Il est intéressant de constater que le bar appelle un vin rouge quand le cabillaud comme on le traite ici appelle un vin blanc. Mais à ce moment, le Corton Charlemagne se sent mieux avec le bar, plus reposant, qu’avec le cabillaud qui aguiche, mais sans franc succès.

Je trouve anormal qu’un restaurant aussi subtil et à la carte des vins d’une telle intelligence ne fasse pas table comble en permanence. Gastronomes parisiens, sachez ce qu’il faut faire.

Que dire de ce Coche Dury ? C’est un vin immense qui fait appel à un code de valeurs d’un élitisme œnologique absolu. Pas un gramme de charme dans ce vin qui joue la pureté, l’orthodoxie, la formidable définition du Corton-Charlemagne. Il sera bien difficile de boire du vin après ce chef d’œuvre.

Déjeuner à Fargues mardi, 8 juin 2004

Déjeuner privé en bordelais au cœur de vignobles chargés d’histoire. A l’apéritif Fargues 1997. Le nez est d’agrumes et en bouche, après avoir accueilli les pamplemousses et les fruits bruns, c’est le coté confit qui frappe. Mais surtout, caractéristique si belle, où tout Yquem me revient en mémoire, c’est cette unique impression de croquer les grains de raisin qui survient quand on « mâche » cet élégant Sauternes. Fringant à l’apéritif il se referme quand il est juxtaposé à des coquilles Saint-Jacques crues au zeste de citron vert. Il a trop de force pour le mollusque.

Un indispensable bouillon vient clarifier les papilles pour accueillir Château Lafite-Rothschild 1945. La bouteille a le millésime gravé dans le verre. Le niveau est exemplaire. La couleur est rubis, celle d’une belle rose profondément odorante. Le vin est continûment trouble, ce qui n’altère pas le goût. Un canard accompagne idéalement ce vin de majesté. A chaque service en verre le vin devient plus intense, son goût se précise, se densifie, s’extériorise. Le vin devient de plus en plus grand. Voilà pourquoi il ne faut pas carafer, car en homogénéisant on perdrait la perfection de la fin de bouteille.

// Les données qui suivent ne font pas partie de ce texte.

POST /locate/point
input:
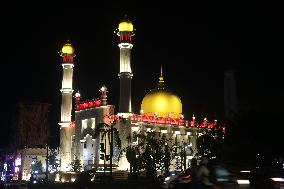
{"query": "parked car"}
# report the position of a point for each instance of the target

Elle restera ce jour là purement conceptuelle car nous ne finirons pas : Fargues 1952 arrive. Couleur discrètement dorée de peau de pêche. Le vin sent le pamplemousse rose, et je ne peux cacher ma joie quand je vois qu’on apporte un dessert dont le thème est ce même fruit. L’accord sera parfait. Fargues 1952 est un athlète bien ossu. Il est chaleureux, puissant. Il n’a pas en bouche une longueur extrême mais il satisfait largement d’un plaisir premier. C’est un beau et grand Sauternes comme il doit l’être, plein de plaisir souriant. En ces longues journées d’un presque été, les vignes ont des grappes qui sont encore de timides promesses. Et le bordelais respire la joie de vivre.

galerie 1961 mardi, 8 juin 2004

jolie bouteille d’un Puligny Montrachet Duchesne 1961.

– *

 

 Chambertin Edouard Jantot 1961

 Sancerre Clos St Martin 1961

Chateau d’Yquem 1961 bu le 9 mars 2006 au chateau d’Yquem en même temps qu’Yquem 1861 de ma cave (voir ce récit d’un dîner fabuleux).

Chateau Cheval Blanc 1961, bouteille exceptionnelle, un des grands vins de 1961.

 Chateau Palmer 1961, bu en même temps que le 1959 à une séance de l’académie des vins anciens.

Nouveau voyage à Bordeaux lundi, 7 juin 2004

Nouveau voyage à Bordeaux. Je persiste et signe : la gare Montparnasse est laide. On connaît des pays peu démocratiques où l’on cherche à contenir toute velléité de culture. En ce lieu, il s’agit d’extirper toute forme de beauté. Je me perds moins dans les rues de Bordeaux où la prolifération des tramways me pèse moins.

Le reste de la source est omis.